Tuesday, June 21, 2011

A Sailboat Cake

Jay and his birthday cake


This is my friend Jay. His birthday was on Sunday and I needed an excuse to make a cake. Jay has been very involved with the UW sailing club over the last couple of years so I wanted to make sailboat cake for him. I did some googling and then came up with this cake design. This was only my second attempt at using fondant - but I was much smarter this time around (read about my  first fondant experiment here). Coloring and rolling the fondant went much more smoothly this time and I was glad to have Ryan's help again.
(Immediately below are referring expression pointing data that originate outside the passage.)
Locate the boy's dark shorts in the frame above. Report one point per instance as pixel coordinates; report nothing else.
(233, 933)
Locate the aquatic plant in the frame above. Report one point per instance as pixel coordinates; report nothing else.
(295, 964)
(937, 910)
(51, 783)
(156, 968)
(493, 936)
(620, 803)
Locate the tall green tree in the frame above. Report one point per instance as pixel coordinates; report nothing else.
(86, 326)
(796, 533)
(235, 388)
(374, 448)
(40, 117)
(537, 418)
Baking the cake was a bit of an experiment too. I used a yellow cake recipe from "Rose's Heavenly Cakes." This book strongly suggests weighing ingredients rather than measuring them. Each recipe provides both the measurements and the weights though. I baked two cakes for this sailboat cake (I only have one 10" pan). For the first cake, I carefully weighed each ingredient. By the time I made the second cake, I was over it; I haphazardly measured the ingredients and threw them together as I normally would. The batters came out very differently - the first one was much thinner. I was interested to see how the cakes would differ. I thought the first one was sure to come out better. To my surprise, almost everyone at the party said they preferred the second cake, the one I measured rather than weighed.
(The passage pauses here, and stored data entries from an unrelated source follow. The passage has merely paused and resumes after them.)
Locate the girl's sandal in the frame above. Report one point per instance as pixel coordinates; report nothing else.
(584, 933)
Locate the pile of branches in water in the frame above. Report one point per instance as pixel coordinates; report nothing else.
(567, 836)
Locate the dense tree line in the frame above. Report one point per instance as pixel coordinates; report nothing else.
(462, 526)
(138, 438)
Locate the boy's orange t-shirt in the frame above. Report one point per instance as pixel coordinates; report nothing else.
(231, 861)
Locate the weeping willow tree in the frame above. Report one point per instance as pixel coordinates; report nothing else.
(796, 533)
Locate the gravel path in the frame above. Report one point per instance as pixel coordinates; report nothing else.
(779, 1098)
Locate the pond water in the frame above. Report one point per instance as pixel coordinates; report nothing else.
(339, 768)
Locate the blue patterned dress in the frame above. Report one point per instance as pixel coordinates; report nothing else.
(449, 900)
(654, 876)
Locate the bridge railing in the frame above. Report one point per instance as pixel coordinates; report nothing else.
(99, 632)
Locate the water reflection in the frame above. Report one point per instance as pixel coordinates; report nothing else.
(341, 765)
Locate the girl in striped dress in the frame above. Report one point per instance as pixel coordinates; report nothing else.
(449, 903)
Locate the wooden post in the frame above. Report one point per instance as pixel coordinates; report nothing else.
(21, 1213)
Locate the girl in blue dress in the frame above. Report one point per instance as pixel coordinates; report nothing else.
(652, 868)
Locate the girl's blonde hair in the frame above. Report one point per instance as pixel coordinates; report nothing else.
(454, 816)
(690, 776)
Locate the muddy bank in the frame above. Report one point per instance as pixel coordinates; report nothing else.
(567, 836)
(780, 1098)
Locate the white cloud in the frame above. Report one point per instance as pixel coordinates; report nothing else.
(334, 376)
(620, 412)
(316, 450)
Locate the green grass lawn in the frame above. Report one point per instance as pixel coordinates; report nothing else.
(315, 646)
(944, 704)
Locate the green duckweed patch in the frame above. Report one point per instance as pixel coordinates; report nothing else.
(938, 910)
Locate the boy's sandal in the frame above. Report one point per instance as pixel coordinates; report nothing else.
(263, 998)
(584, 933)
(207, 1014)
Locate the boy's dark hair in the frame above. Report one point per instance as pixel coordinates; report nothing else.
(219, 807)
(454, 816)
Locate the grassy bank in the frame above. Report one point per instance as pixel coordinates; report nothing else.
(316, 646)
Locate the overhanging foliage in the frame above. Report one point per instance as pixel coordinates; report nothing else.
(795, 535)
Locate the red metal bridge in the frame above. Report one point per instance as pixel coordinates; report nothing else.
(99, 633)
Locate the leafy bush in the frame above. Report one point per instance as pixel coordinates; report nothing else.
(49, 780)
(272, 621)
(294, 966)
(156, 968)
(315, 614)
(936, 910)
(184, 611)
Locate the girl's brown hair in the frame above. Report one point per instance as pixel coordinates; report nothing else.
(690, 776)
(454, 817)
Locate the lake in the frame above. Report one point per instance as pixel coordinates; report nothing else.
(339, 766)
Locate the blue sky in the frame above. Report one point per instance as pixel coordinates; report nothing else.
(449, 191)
There are other variables that might have influenced which cake people preferred though. I think I slightly over-baked the first cake. That cake was also the bottom layer, so it sat under the weight of the second cake and all the frosting and fondant for three days before we ate it. It probably got a little compressed. In the end I'm not sure why the second cake came out better.

I guess I'm just not totally convinced the weighing thing is worth the extra time and effort. Since the combination of baking the cake/s, making the frosting, rolling the fondant, decorating, etc. takes so long anyway, I'm tempted to cut corners somewhere. I sort of feel like the bottom line is that cake is cake; you can't really go wrong when you're main ingredients are flour, sugar, butter, and eggs. Those are definitely not Rose's sentiments in the introduction to "Rose's Heavenly Cakes" though - according to her there is no comparison. She doesn't have to know what a lazy baker I am though!